Despite its overall success, in hindsight there were areas Spaziani would change.

Don’t try and do everything at once, he says. Make sure you can continue to invest in the system to maintain the capability. Manage all IT systems and processes as assets; that means having long-term investment plans, a benefits review, and consolidate, reuse, refresh and replace. “People change their roles during a change process, so you need to manage that.

“It’s also really important to track savings and improvements — you need to tell people about these.

“I think we also started the project too early in the creative phase of a new initiative.”

Organisational change is a continual process required just to stand still, and Spaziani wants to enhance capability further by exploiting the savings change has already provided. Asset management is an area he now has his sights on.

“Change starts with commitment, requires financial input and some hard work. But it is not rocket science.”
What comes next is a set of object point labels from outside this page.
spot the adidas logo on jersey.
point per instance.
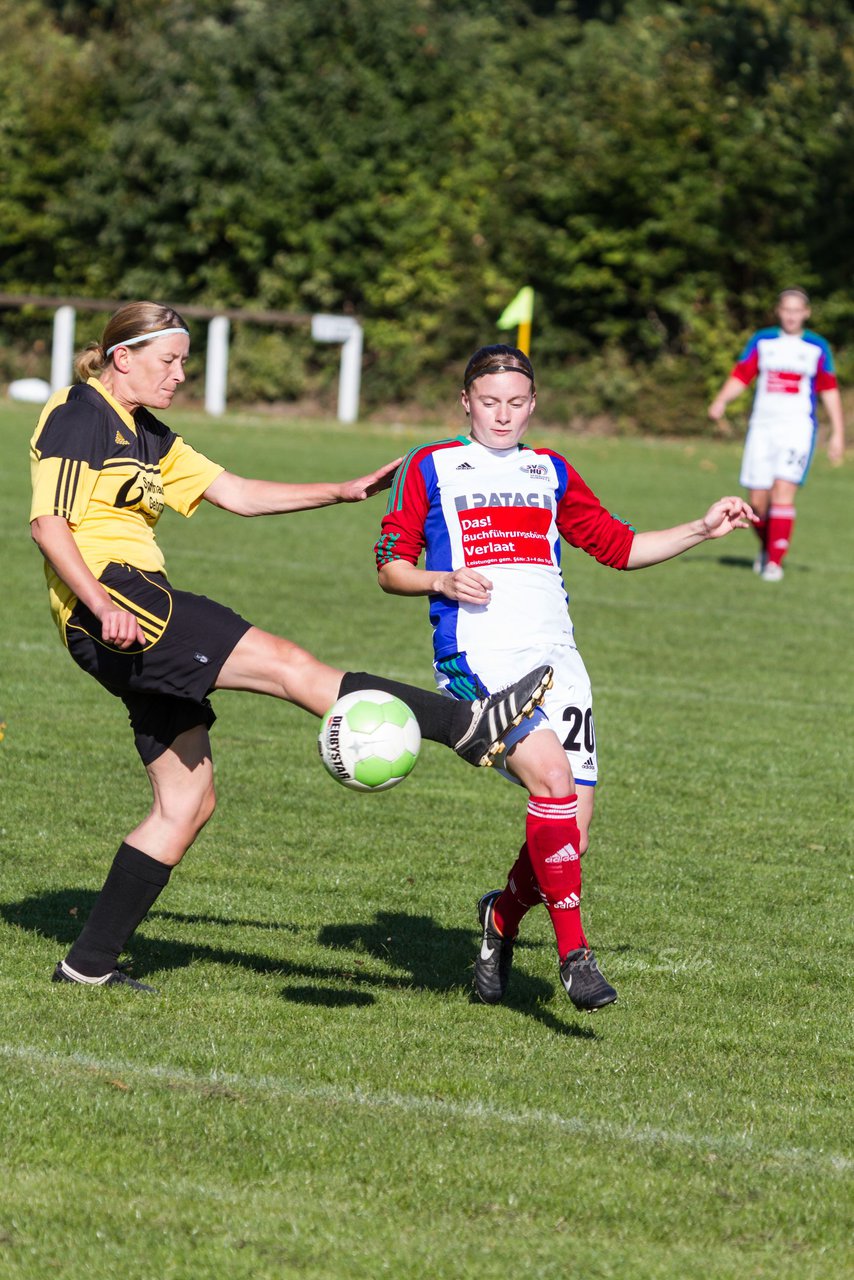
(563, 855)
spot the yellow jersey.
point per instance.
(109, 474)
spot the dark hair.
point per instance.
(797, 289)
(129, 321)
(497, 360)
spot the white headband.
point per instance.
(144, 337)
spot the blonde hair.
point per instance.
(129, 321)
(498, 359)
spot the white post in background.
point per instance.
(351, 375)
(62, 356)
(217, 365)
(348, 333)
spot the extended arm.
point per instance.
(247, 497)
(55, 542)
(832, 402)
(733, 388)
(720, 520)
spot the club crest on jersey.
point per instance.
(535, 470)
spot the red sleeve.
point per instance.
(402, 536)
(825, 376)
(747, 368)
(584, 522)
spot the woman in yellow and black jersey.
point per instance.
(103, 470)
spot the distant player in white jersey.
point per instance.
(489, 513)
(793, 366)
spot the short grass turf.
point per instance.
(314, 1093)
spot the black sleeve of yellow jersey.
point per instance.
(76, 432)
(65, 460)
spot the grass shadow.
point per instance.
(427, 955)
(433, 958)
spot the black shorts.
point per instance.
(165, 682)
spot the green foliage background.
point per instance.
(656, 172)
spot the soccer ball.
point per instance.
(369, 740)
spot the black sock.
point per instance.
(442, 720)
(129, 891)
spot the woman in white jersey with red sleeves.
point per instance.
(793, 366)
(489, 513)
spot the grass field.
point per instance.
(314, 1093)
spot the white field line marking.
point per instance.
(741, 1144)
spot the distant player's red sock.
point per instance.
(781, 521)
(553, 841)
(520, 895)
(761, 530)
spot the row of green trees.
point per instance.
(656, 172)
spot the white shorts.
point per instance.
(773, 452)
(567, 707)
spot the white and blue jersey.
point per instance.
(790, 371)
(503, 513)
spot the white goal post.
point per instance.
(345, 330)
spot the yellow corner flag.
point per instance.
(520, 312)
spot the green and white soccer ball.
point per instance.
(369, 740)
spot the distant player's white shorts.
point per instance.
(567, 707)
(773, 452)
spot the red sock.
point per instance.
(781, 521)
(761, 530)
(553, 846)
(519, 897)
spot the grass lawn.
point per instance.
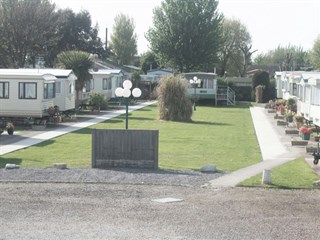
(221, 135)
(291, 175)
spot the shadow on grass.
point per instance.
(142, 118)
(4, 161)
(158, 171)
(44, 144)
(209, 123)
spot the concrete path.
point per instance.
(45, 135)
(275, 149)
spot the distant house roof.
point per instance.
(133, 67)
(159, 71)
(107, 72)
(271, 69)
(26, 73)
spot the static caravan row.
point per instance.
(303, 86)
(103, 81)
(207, 88)
(31, 92)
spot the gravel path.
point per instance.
(119, 176)
(128, 212)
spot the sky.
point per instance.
(271, 23)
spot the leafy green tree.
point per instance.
(148, 61)
(287, 58)
(80, 62)
(186, 34)
(173, 102)
(123, 39)
(262, 78)
(315, 53)
(27, 27)
(235, 54)
(75, 32)
(135, 78)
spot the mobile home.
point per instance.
(25, 94)
(30, 92)
(104, 81)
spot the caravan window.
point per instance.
(58, 87)
(4, 89)
(49, 90)
(27, 90)
(106, 83)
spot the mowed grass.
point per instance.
(292, 175)
(220, 135)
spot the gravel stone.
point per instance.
(119, 176)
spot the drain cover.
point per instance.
(167, 200)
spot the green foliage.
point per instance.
(287, 58)
(235, 53)
(98, 99)
(262, 78)
(123, 39)
(186, 34)
(174, 104)
(27, 27)
(148, 60)
(135, 78)
(315, 53)
(291, 175)
(80, 62)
Sidebar: Security concerns heightened by economy

It comes as no surprise that with the changed international economic landscape, there has been a shift in business priorities in the past six months, says Terry Shubkin, head of operations for Unisys in New Zealand.

The economic slowdown had seen new projects put on hold and fewer projects being developed, Shubkin reports at the CIO Leaders’ Luncheon in Wellington.

Talking specifically about security, she points out, “How do you define security… security that makes business sense in these times?”

Security needs to seen in a holistic manner, she says. “It’s about how you keep people in, not how you keep them out. I like to say it’s the difference between ‘littler’ security and ‘bigger’ security. Bigger security is about how you enable people within your company.”

Also of no surprise is that customers are demanding much more and you need to ask what you are doing to help your company do business with members of the public, she says.

Using information from the latest Unisys Security Index survey, Shubkin reports 67 per cent of local consumers believe the global financial crisis and recession will increase their risk of falling victim to identity theft and financial fraud. “So what are they prepared to do?” she asks.

According to respondents, New Zealanders are now overwhelmingly supportive of biometric identification, with 70 per cent happy to provide fingerprints. That sits slightly behind photo IDs and ahead of PINs.

Shubkin says this proves the public is maturing in its view of security and it is up to business to match expectations with workable security services.

Unisys kindly sponsored the CIO Leaders’ Luncheon on ‘Security: Building an enterprise capability’, featuring David Spaziani, CIO, Department of Internal Affairs.